She closed by challenging critics: "What's the actual proposal? No housing help for anyone? Kids on the street?" Then she told everyone to "use the Google machine."

The bigger picture O'Connell left out

What O'Connell's thread didn't mention: Massachusetts has spent an estimated $1.8 billion over two fiscal years on its emergency shelter system, driven largely by the migrant influx. The Globe reported the system topped $1 billion in FY2024 alone. Families in the shelter system were costing taxpayers roughly $3,500 per week each.
HomeBASE — the program O'Connell was defending — was the state's attempt to reduce those costs by shifting families out of hotels and into subsidized rentals.

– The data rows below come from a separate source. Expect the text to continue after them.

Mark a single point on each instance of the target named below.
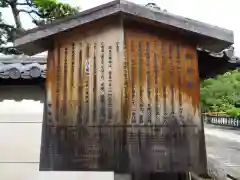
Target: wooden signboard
(124, 100)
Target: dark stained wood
(122, 99)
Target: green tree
(40, 11)
(222, 94)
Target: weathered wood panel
(121, 101)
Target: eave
(207, 36)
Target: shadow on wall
(21, 115)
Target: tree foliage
(222, 94)
(40, 11)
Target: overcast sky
(222, 13)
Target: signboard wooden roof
(207, 36)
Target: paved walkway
(223, 149)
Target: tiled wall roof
(22, 67)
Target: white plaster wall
(20, 138)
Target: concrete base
(155, 176)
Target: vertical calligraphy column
(180, 80)
(65, 93)
(149, 113)
(171, 75)
(133, 84)
(80, 84)
(72, 86)
(157, 76)
(102, 87)
(125, 86)
(140, 76)
(164, 88)
(110, 85)
(58, 76)
(95, 117)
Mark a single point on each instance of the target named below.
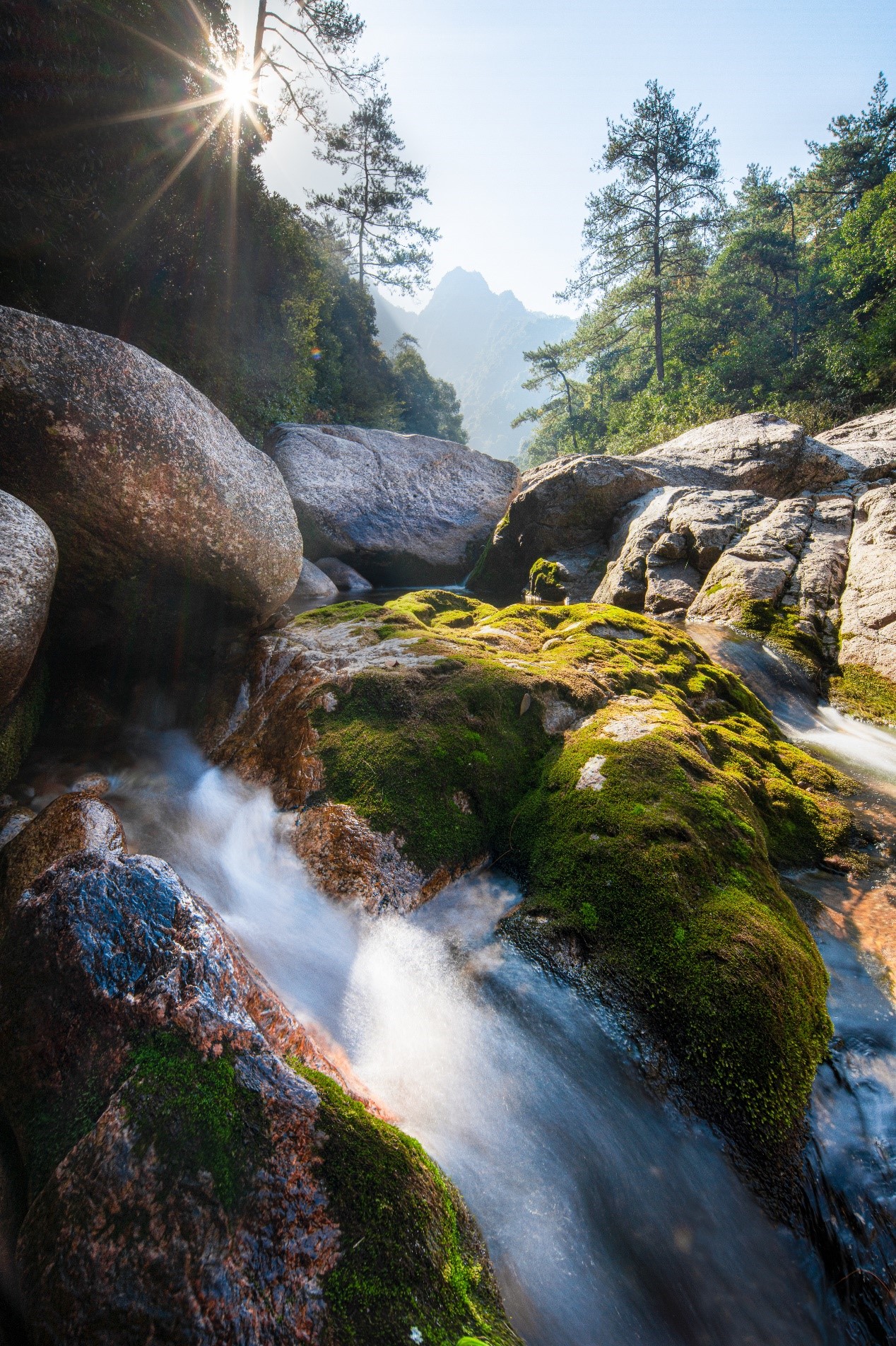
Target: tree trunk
(260, 41)
(658, 298)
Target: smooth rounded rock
(401, 508)
(28, 573)
(69, 824)
(343, 576)
(150, 491)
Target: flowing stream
(611, 1217)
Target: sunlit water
(611, 1219)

It's cheaper per family, yes. But the total price tag still exploded because the number of families in the system grew by 400%.
Telling taxpayers that migrants are "only" 35% of a program that went from $9.5 million to $100 million doesn't land the way O'Connell thinks it does. Thirty-five percent of $100 million is $35 million.

What Massachusetts taxpayers are actually paying for

While O'Connell was explaining why $100 million in HomeBASE spending is reasonable, here's what the state has already spent on the migrant crisis:
Massachusetts taxpayers have shelled out an estimated $1.8 billion over two fiscal years on emergency shelters. At the peak, the state was paying over $180 per night for hotel rooms — about $5,400 a month for a single room with no kitchen. Taxpayers covered three catered meals a day — $16 for breakfast, $17 for lunch, $31 for dinner — through no-bid contracts, including a $10 million deal with an East Boston catering company. Shelters were running up $100,000 a month in rideshare bills. Linen service, meeting room rentals, emergency alarm repairs — all on the taxpayer tab.
That's the context O'Connell's thread left out. HomeBASE is one line item in a crisis that has cost billions.
Meanwhile, a citizen-led ballot initiative to cut the state income tax from 5% to 4% is facing a legal challenge that could pull it from the November ballot entirely. Taxpayers want relief. The political establishment is fighting to block even a vote on it.
The message from Beacon Hill is clear enough: there's always money for hotel rooms, catered meals, and $30,000 housing subsidies — just not for the people paying for all of it.
Critics in the replies accused O'Connell of acting as a mouthpiece for the Healey administration and the Democratic establishment — the kind of commentator who defends every spending increase as necessary and frames every question about cost as cruelty. Some pointed to what they see as a longer-term political calculation: that Democratic leaders have little incentive to reduce migrant arrivals when those populations could eventually become part of their voter base.
O'Connell didn't respond to the pushback.
Machado posted numbers. O'Connell posted a lecture. The internet picked a side. And somewhere in the background, the Google machine kept a tally: $1.8 billion and counting.